Background and study aims: Irritable bowel syndrome (IBS) is a common bowel dysfunction disorder. Endoplasmic reticulum (ER) stress plays a key role in the pathogenesis of several gastrointestinal diseases. This study investigated important ER stress-related genes (ERGs) and their mechanisms of action in IBS.

Material and methods: IBS and ERGs data were retrieved from public databases. Differential expression analysis, Venn analysis, and three machine learning algorithms, the most important ERGs in IBS were selected. A nomogram model was then constructed for the clinical predictions based on optimal ERGs. Finally, an LPS-induced Caco-2 cell line was established to simulate intestinal barrier damage and validate the expression of key genes and their underlying mechanisms.

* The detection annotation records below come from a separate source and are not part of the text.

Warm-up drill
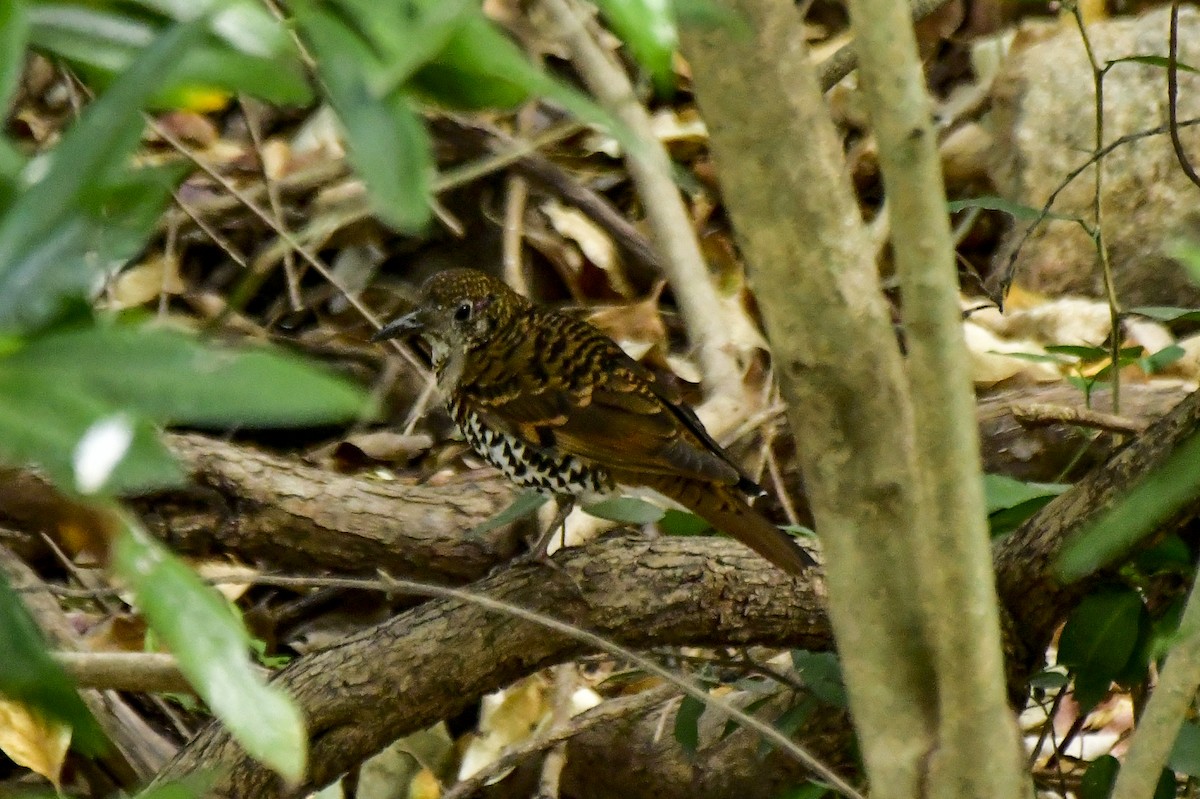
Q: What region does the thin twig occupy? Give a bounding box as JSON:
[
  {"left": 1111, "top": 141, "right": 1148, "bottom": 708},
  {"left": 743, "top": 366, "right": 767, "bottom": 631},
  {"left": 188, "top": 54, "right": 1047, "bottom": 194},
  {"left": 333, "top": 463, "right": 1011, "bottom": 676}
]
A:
[
  {"left": 1166, "top": 0, "right": 1200, "bottom": 186},
  {"left": 1008, "top": 402, "right": 1150, "bottom": 435},
  {"left": 442, "top": 685, "right": 676, "bottom": 799},
  {"left": 1000, "top": 118, "right": 1200, "bottom": 299}
]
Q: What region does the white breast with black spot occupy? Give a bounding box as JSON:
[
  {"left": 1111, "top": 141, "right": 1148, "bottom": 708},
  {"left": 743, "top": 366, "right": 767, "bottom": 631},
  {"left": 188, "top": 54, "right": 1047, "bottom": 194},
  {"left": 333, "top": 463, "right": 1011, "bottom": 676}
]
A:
[{"left": 451, "top": 408, "right": 611, "bottom": 495}]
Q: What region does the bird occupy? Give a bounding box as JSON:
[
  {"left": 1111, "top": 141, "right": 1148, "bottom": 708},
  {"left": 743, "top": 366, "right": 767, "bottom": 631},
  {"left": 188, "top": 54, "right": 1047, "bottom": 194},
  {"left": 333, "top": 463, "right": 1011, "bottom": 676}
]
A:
[{"left": 372, "top": 269, "right": 816, "bottom": 575}]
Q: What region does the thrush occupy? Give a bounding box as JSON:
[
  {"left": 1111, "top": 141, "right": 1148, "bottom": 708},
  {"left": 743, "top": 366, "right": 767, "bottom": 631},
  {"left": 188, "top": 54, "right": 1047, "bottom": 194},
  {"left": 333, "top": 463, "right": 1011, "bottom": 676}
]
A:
[{"left": 373, "top": 269, "right": 816, "bottom": 573}]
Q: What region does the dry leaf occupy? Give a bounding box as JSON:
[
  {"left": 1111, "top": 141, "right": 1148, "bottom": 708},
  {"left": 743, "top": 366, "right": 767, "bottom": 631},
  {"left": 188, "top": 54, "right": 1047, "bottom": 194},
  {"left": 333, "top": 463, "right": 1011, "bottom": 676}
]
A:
[
  {"left": 588, "top": 281, "right": 667, "bottom": 361},
  {"left": 541, "top": 200, "right": 632, "bottom": 296},
  {"left": 188, "top": 559, "right": 262, "bottom": 602},
  {"left": 0, "top": 699, "right": 71, "bottom": 791},
  {"left": 108, "top": 253, "right": 184, "bottom": 311},
  {"left": 962, "top": 318, "right": 1062, "bottom": 386}
]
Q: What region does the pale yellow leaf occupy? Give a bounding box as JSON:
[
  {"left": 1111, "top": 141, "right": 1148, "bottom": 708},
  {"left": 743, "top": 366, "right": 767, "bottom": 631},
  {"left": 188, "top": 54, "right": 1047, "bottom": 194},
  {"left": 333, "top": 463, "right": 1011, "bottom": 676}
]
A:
[{"left": 0, "top": 699, "right": 71, "bottom": 791}]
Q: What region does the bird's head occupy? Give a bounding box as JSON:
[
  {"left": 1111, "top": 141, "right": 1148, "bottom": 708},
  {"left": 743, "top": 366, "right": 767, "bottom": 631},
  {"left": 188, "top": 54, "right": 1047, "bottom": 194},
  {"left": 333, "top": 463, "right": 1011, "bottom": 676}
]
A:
[{"left": 371, "top": 269, "right": 529, "bottom": 364}]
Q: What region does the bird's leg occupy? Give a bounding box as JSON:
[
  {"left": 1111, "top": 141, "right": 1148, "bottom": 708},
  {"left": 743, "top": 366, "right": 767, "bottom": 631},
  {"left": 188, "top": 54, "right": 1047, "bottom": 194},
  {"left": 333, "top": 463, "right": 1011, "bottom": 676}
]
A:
[{"left": 529, "top": 494, "right": 575, "bottom": 561}]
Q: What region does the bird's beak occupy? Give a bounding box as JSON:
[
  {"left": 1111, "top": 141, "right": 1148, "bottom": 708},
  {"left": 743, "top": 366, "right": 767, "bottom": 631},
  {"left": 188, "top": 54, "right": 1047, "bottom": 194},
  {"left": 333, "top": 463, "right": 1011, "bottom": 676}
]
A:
[{"left": 371, "top": 311, "right": 425, "bottom": 342}]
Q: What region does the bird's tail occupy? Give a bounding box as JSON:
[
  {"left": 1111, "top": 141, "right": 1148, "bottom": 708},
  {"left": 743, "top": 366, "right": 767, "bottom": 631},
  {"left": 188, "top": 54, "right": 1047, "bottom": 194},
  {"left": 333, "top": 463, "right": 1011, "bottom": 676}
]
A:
[{"left": 654, "top": 479, "right": 817, "bottom": 575}]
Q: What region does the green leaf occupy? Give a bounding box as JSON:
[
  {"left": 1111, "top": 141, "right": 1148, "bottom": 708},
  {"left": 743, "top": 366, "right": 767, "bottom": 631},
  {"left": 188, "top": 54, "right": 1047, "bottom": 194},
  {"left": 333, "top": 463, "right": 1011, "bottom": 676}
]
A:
[
  {"left": 1030, "top": 668, "right": 1070, "bottom": 691},
  {"left": 1153, "top": 769, "right": 1180, "bottom": 799},
  {"left": 0, "top": 0, "right": 29, "bottom": 119},
  {"left": 1166, "top": 721, "right": 1200, "bottom": 776},
  {"left": 988, "top": 349, "right": 1075, "bottom": 366},
  {"left": 583, "top": 497, "right": 664, "bottom": 524},
  {"left": 0, "top": 369, "right": 185, "bottom": 494},
  {"left": 1058, "top": 589, "right": 1145, "bottom": 674},
  {"left": 296, "top": 2, "right": 436, "bottom": 233},
  {"left": 763, "top": 698, "right": 817, "bottom": 743},
  {"left": 472, "top": 491, "right": 550, "bottom": 535},
  {"left": 112, "top": 522, "right": 307, "bottom": 785},
  {"left": 133, "top": 775, "right": 212, "bottom": 799},
  {"left": 596, "top": 0, "right": 679, "bottom": 97},
  {"left": 792, "top": 649, "right": 850, "bottom": 709},
  {"left": 1058, "top": 589, "right": 1148, "bottom": 709},
  {"left": 756, "top": 696, "right": 820, "bottom": 758},
  {"left": 1127, "top": 305, "right": 1200, "bottom": 322},
  {"left": 674, "top": 696, "right": 707, "bottom": 757},
  {"left": 1104, "top": 55, "right": 1200, "bottom": 74},
  {"left": 983, "top": 474, "right": 1070, "bottom": 537},
  {"left": 1046, "top": 344, "right": 1128, "bottom": 361},
  {"left": 1138, "top": 344, "right": 1187, "bottom": 374},
  {"left": 1079, "top": 755, "right": 1121, "bottom": 799},
  {"left": 983, "top": 474, "right": 1070, "bottom": 513},
  {"left": 779, "top": 780, "right": 830, "bottom": 799},
  {"left": 30, "top": 2, "right": 312, "bottom": 108},
  {"left": 946, "top": 197, "right": 1081, "bottom": 222},
  {"left": 1147, "top": 595, "right": 1192, "bottom": 668},
  {"left": 409, "top": 13, "right": 532, "bottom": 110},
  {"left": 659, "top": 507, "right": 713, "bottom": 535},
  {"left": 1056, "top": 434, "right": 1200, "bottom": 581},
  {"left": 0, "top": 23, "right": 203, "bottom": 332},
  {"left": 1134, "top": 533, "right": 1195, "bottom": 575},
  {"left": 0, "top": 575, "right": 108, "bottom": 755},
  {"left": 0, "top": 324, "right": 367, "bottom": 427},
  {"left": 1072, "top": 671, "right": 1112, "bottom": 715}
]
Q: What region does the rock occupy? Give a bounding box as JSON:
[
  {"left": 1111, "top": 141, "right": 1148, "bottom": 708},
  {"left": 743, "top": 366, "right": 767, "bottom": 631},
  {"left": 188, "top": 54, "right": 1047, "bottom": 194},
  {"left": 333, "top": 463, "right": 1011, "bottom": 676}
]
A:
[{"left": 991, "top": 6, "right": 1200, "bottom": 307}]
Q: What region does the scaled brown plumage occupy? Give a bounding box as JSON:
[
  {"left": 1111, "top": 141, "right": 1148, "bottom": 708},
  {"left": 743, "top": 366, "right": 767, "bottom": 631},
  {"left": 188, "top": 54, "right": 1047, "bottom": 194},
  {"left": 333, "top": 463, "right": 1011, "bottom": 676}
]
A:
[{"left": 376, "top": 269, "right": 816, "bottom": 573}]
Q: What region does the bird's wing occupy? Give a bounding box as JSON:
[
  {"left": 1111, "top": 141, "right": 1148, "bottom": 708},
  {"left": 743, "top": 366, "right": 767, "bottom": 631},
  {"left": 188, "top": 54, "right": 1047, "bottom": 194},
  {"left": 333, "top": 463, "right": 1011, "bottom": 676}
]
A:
[{"left": 463, "top": 323, "right": 752, "bottom": 486}]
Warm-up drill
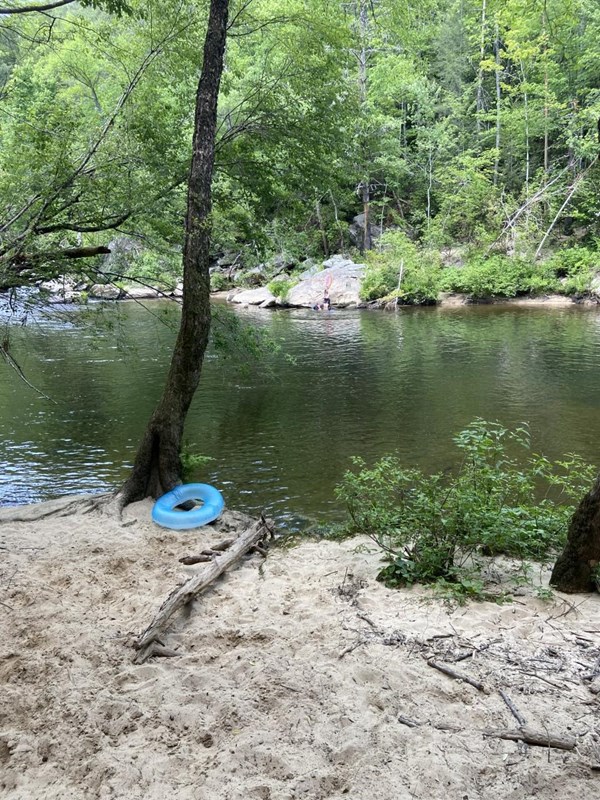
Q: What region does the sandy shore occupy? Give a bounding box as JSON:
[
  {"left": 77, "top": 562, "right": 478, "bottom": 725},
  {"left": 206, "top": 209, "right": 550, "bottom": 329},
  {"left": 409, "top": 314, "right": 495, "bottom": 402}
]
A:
[{"left": 0, "top": 503, "right": 600, "bottom": 800}]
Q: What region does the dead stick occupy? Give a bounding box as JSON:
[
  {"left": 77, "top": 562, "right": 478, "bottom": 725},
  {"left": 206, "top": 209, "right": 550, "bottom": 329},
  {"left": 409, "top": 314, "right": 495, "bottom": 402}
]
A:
[
  {"left": 454, "top": 639, "right": 502, "bottom": 664},
  {"left": 397, "top": 714, "right": 421, "bottom": 728},
  {"left": 427, "top": 659, "right": 485, "bottom": 692},
  {"left": 498, "top": 689, "right": 527, "bottom": 727},
  {"left": 483, "top": 728, "right": 577, "bottom": 750},
  {"left": 134, "top": 516, "right": 272, "bottom": 650}
]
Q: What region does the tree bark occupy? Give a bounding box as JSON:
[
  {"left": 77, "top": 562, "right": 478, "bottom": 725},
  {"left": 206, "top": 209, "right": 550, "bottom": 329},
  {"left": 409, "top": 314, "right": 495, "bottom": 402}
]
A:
[
  {"left": 119, "top": 0, "right": 229, "bottom": 506},
  {"left": 550, "top": 474, "right": 600, "bottom": 592}
]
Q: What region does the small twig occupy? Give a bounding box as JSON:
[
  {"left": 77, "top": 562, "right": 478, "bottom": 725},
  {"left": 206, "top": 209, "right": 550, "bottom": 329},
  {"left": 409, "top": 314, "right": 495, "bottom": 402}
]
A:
[
  {"left": 356, "top": 611, "right": 379, "bottom": 631},
  {"left": 498, "top": 689, "right": 527, "bottom": 727},
  {"left": 427, "top": 658, "right": 485, "bottom": 692},
  {"left": 483, "top": 728, "right": 577, "bottom": 750},
  {"left": 396, "top": 714, "right": 421, "bottom": 728},
  {"left": 133, "top": 642, "right": 181, "bottom": 664},
  {"left": 454, "top": 639, "right": 502, "bottom": 664},
  {"left": 338, "top": 639, "right": 366, "bottom": 659}
]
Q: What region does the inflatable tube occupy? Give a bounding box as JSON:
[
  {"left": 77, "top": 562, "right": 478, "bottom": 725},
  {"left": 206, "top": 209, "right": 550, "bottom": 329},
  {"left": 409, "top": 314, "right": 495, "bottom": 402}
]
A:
[{"left": 152, "top": 483, "right": 225, "bottom": 531}]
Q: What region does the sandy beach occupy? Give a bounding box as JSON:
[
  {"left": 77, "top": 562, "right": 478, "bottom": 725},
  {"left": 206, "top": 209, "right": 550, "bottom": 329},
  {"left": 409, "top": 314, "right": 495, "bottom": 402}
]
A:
[{"left": 0, "top": 503, "right": 600, "bottom": 800}]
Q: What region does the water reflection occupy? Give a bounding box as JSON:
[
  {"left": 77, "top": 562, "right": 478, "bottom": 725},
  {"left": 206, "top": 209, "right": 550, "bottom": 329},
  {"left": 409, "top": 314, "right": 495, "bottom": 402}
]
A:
[{"left": 0, "top": 303, "right": 600, "bottom": 524}]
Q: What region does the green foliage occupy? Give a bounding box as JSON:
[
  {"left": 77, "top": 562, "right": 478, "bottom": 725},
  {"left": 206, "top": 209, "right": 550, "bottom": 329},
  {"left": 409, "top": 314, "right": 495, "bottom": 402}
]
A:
[
  {"left": 546, "top": 247, "right": 600, "bottom": 294},
  {"left": 361, "top": 230, "right": 441, "bottom": 304},
  {"left": 336, "top": 419, "right": 595, "bottom": 594},
  {"left": 124, "top": 250, "right": 181, "bottom": 291},
  {"left": 267, "top": 278, "right": 296, "bottom": 300},
  {"left": 442, "top": 254, "right": 560, "bottom": 299},
  {"left": 210, "top": 272, "right": 231, "bottom": 292}
]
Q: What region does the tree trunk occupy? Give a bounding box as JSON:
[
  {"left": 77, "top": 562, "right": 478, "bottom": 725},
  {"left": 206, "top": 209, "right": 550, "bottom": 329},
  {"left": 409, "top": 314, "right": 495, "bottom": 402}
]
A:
[
  {"left": 550, "top": 474, "right": 600, "bottom": 592},
  {"left": 358, "top": 0, "right": 371, "bottom": 251},
  {"left": 119, "top": 0, "right": 229, "bottom": 505},
  {"left": 494, "top": 23, "right": 502, "bottom": 186},
  {"left": 475, "top": 0, "right": 487, "bottom": 134}
]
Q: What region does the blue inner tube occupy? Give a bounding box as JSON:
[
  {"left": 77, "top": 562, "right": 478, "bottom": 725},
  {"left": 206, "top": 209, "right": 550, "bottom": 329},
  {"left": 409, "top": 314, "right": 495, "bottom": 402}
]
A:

Results: Six key ERGs (EGFR, MET, INSR, RETREG1, MCL1, and BSG) were selected to construct the nomogram model, which showed promising clinical predictive performance. These six genes were significantly correlated with immune response and ER stress-related pathways, such as oxidative phosphorylation. In vitro cell experiments have demonstrated damaged barrier function and ER stress activation in IBS, manifesting as lower transepithelial resistance, higher cell permeability, higher levels of inflammatory cytokines, and higher levels of ER proteins in LPS-induced cells. Furthermore, MET expression was significantly increased in the LPS group, whereas EGFR, INSR, RETREG1, MCL1, and BSG levels were significantly decreased in the LPS group.

Conclusion: Our study demonstrated a six-gene nomogram model for IBS based on ER stress, which showed a strong relationship between ER stress and various diseases.